Wiener Festwochen

Fluten des Schmerzes und Provokationen ohne Ziel

Kritik
28.05.2024 18:22

Im Stück „Parallax“ erlebt man die Mitglieder einer ungarischen Familie auf diversester Identitätssuche. Trotz Einschränkungen eines der bisher stärkeren Festwochen-Ereignisse.

(Bild: kmm)

Als der ungarische Regisseur Kornél Mundruczó und die Autorin Kata Wéber zuletzt bei den Wiener Festwochen gastierten, war man begeistert: „Pieces of a Woman“ mit der kaum ertragbaren Live-Umsetzung einer Hausgeburt hat gezeigt, was Theaterspiel sein kann: nämlich ein selbstentäußernder Grenzgang statt präpotenten postdramatischen Politgewitzels.

Nun kommen die beiden mit „Parallax“ wieder (benannt nach einer astronomischen Perspektive), und das Resultat überzeugt nur eingeschränkt. Schauplatz ist eine ungarische Wohnung, in der einander zwei Handlungsstränge kreuzen: Die verlöschende jüdische Großmutter hat Auschwitz überlebt und kann der Hölle nicht entrinnen. Zum Begräbnis reist der schwule Enkel an und feiert im Trauerhaus eine viertelstundenlange Orgie.

„Parallax“ bei den Festwochen (Bild: Wiener Festwochen / Nurith Wagner Strauss)
„Parallax“ bei den Festwochen

Die Verknüpfung weckt auf den ersten Blick Widerstand.
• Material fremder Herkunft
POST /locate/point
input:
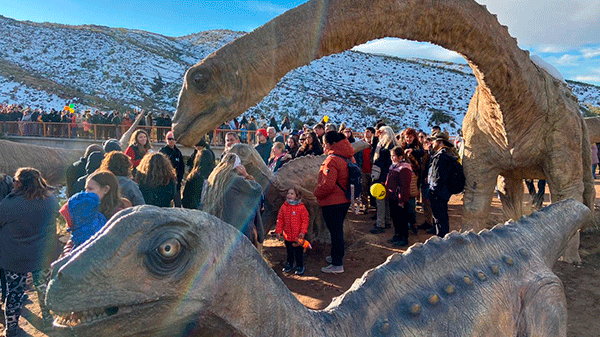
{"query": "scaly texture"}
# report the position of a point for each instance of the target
(174, 272)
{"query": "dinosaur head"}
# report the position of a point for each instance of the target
(207, 99)
(150, 271)
(254, 164)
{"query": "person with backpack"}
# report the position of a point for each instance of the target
(445, 178)
(398, 193)
(331, 195)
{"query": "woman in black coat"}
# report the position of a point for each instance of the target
(28, 242)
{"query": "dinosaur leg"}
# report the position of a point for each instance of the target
(479, 190)
(566, 181)
(544, 312)
(511, 195)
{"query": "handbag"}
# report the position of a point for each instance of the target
(375, 172)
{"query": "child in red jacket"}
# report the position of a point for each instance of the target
(292, 220)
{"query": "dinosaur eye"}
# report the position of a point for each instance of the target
(169, 249)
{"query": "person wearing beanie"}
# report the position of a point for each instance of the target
(264, 144)
(176, 158)
(111, 145)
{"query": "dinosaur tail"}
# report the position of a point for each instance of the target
(546, 233)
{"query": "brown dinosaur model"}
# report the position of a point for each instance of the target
(521, 122)
(173, 272)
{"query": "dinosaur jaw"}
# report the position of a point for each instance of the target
(122, 320)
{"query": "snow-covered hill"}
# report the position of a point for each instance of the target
(47, 65)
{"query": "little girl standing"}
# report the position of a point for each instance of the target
(292, 220)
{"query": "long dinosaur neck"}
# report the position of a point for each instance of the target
(319, 28)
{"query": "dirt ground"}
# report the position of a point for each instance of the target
(365, 251)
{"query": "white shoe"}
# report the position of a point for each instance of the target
(333, 269)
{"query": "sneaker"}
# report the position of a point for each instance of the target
(394, 238)
(377, 230)
(333, 269)
(402, 242)
(424, 225)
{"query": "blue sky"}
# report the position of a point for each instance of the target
(565, 33)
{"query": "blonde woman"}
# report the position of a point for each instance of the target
(139, 146)
(381, 165)
(230, 187)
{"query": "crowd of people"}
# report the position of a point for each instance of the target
(411, 165)
(67, 122)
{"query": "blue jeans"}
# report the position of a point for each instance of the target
(334, 216)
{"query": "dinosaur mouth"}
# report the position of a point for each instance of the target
(87, 317)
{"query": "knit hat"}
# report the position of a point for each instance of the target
(262, 132)
(111, 145)
(442, 136)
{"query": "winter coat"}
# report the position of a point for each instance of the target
(192, 192)
(333, 174)
(74, 172)
(28, 239)
(439, 173)
(93, 163)
(264, 149)
(397, 184)
(241, 202)
(292, 220)
(131, 191)
(82, 216)
(134, 155)
(176, 160)
(384, 161)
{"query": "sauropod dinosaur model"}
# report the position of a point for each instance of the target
(521, 122)
(301, 172)
(174, 272)
(51, 162)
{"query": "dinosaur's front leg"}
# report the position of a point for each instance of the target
(510, 188)
(479, 190)
(563, 169)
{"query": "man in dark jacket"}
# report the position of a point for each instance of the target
(437, 179)
(77, 169)
(173, 153)
(264, 144)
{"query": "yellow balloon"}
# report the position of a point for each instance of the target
(378, 191)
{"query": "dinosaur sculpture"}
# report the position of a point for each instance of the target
(51, 162)
(521, 122)
(300, 172)
(176, 272)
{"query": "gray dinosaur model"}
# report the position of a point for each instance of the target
(176, 272)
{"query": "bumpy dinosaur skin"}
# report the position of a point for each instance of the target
(176, 272)
(521, 123)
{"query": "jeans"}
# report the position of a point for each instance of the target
(294, 254)
(400, 217)
(383, 213)
(439, 208)
(334, 216)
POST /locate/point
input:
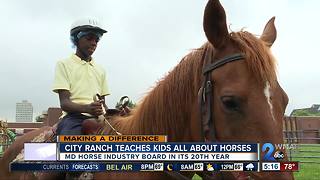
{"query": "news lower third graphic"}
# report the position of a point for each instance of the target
(148, 153)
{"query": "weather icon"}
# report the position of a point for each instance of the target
(170, 167)
(249, 167)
Bis man sich an die Verschleppung Homosexueller in die Nazilager erinnert, und an die antisemitische und schwulenfeindliche Eskalation in der Orban-Demokratur. Dort könnte die sehr explizite Szene nicht gezeigt werden, man würde leicht verhaftet oder attackiert.

Hier allerdings wirkt sie nicht wie eine Demonstration, sondern wie eine Provokation, die in Ermangelung eines Anlasses die Adressaten verfehlt. Dennoch gibt es große Momente, wenn in der Schmerzenswohnung der alten Frau die Wasserhähne detonieren und Sintfluten aus den Wänden und der Decke stürzen.

Immerhin einer der besseren Abende dieser bescheiden gelingenden Festwochen.